An endearing whiz-kid engineer inadvertently shakes up the slow pace of life in Terry Pratchett’s fortieth Discworld novel Raising Steam. Dick Simnel’s creation of a prototype steam engine starts a commercial, transportation and technological revolution practically overnight, and of course it can’t remain a secret for long. The newfangled invention inspires rabid trainspotters and Luddite-type detractors alike, as well as attracting the attention of those in power and those who are forced to maintain it, namely the Patrician Lord Vetinari and his right hand man, the amiable scallywag forever in his debt, Moist von Lipwig.

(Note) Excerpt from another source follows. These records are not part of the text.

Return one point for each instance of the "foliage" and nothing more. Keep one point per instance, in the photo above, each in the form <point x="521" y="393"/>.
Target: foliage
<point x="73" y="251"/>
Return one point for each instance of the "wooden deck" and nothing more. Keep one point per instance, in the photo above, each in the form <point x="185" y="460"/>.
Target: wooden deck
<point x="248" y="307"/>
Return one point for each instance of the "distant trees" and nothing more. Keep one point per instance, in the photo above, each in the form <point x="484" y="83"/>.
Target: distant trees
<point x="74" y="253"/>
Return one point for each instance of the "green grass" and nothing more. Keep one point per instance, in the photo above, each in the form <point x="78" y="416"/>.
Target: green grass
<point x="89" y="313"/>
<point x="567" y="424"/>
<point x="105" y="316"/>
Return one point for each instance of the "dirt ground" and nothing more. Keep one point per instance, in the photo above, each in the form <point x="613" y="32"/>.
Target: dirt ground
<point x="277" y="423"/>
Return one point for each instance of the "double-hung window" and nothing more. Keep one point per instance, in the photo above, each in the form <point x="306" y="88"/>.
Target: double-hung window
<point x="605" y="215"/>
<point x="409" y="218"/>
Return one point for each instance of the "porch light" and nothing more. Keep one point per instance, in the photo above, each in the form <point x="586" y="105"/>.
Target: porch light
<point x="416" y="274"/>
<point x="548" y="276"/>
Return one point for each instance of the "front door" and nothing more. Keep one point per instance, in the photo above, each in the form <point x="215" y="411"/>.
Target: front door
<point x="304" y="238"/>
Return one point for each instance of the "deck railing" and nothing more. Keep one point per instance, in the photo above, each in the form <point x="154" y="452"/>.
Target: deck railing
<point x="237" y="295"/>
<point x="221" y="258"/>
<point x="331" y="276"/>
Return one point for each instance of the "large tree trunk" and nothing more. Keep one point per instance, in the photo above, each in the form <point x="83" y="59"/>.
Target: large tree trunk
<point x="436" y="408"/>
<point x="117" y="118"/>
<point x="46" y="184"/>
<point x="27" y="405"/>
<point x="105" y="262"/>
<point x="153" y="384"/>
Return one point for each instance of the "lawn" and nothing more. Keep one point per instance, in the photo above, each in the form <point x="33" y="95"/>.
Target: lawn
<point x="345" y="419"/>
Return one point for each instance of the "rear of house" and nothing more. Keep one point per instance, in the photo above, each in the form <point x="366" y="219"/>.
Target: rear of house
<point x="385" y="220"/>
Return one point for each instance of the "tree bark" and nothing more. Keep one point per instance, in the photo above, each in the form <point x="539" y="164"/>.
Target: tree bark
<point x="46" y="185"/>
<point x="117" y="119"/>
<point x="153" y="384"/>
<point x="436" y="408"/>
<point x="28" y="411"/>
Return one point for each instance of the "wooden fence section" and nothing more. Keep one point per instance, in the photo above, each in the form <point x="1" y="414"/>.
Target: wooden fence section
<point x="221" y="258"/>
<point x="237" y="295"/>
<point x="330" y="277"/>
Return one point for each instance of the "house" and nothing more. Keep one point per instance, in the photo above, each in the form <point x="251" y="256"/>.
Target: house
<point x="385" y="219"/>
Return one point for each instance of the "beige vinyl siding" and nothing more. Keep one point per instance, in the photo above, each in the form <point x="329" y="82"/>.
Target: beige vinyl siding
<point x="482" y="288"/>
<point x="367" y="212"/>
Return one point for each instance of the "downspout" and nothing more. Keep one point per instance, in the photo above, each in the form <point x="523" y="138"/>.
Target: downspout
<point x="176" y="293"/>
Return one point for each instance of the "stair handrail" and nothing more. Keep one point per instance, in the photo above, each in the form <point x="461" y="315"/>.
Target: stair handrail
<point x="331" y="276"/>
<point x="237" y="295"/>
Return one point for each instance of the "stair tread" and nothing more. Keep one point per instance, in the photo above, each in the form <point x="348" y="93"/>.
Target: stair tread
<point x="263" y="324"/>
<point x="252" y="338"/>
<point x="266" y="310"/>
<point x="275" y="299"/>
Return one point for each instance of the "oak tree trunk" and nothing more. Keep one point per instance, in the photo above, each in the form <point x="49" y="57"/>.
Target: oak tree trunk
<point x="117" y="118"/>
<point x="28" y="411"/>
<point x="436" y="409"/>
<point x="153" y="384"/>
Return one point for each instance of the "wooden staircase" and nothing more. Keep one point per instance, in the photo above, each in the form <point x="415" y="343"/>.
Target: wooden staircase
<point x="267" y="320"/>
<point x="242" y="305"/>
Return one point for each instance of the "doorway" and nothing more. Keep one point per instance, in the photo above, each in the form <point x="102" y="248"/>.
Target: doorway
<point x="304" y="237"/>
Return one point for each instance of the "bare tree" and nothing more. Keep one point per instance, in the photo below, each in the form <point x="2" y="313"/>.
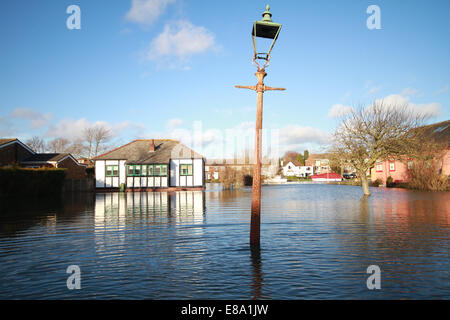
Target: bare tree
<point x="37" y="144"/>
<point x="376" y="132"/>
<point x="290" y="156"/>
<point x="101" y="136"/>
<point x="88" y="137"/>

Throw in a few grease-loving goblins, exercising their newly acquired civil rights, and some very angry dwarves, voicing quite a political agenda, and the fireworks begin in earnest. Pratchett constructs the conflict on his flat-disc fantasy world parallel to a Dickensian Earth where the steam engine shook up more than a few people’s notions of how life could be and should be like. Because, when you think about it, the ability to travel to distant places faster than previously imagined can mean only one thing: There are many more opportunities for sharing ideas—sometimes dangerous ideas. What brings sentient beings together can also work to tear them apart. Humans, vampires, werewolves, goblins, and dwarves alike are forced to contemplate seriously the Discworld’s new railroad system and how it will impact their groups’ interactions in the future.
An enjoyable read for fans of the series, Raising Steam raises important questions while it entertains, presenting humanity’s foibles clothed in fantasy allegory.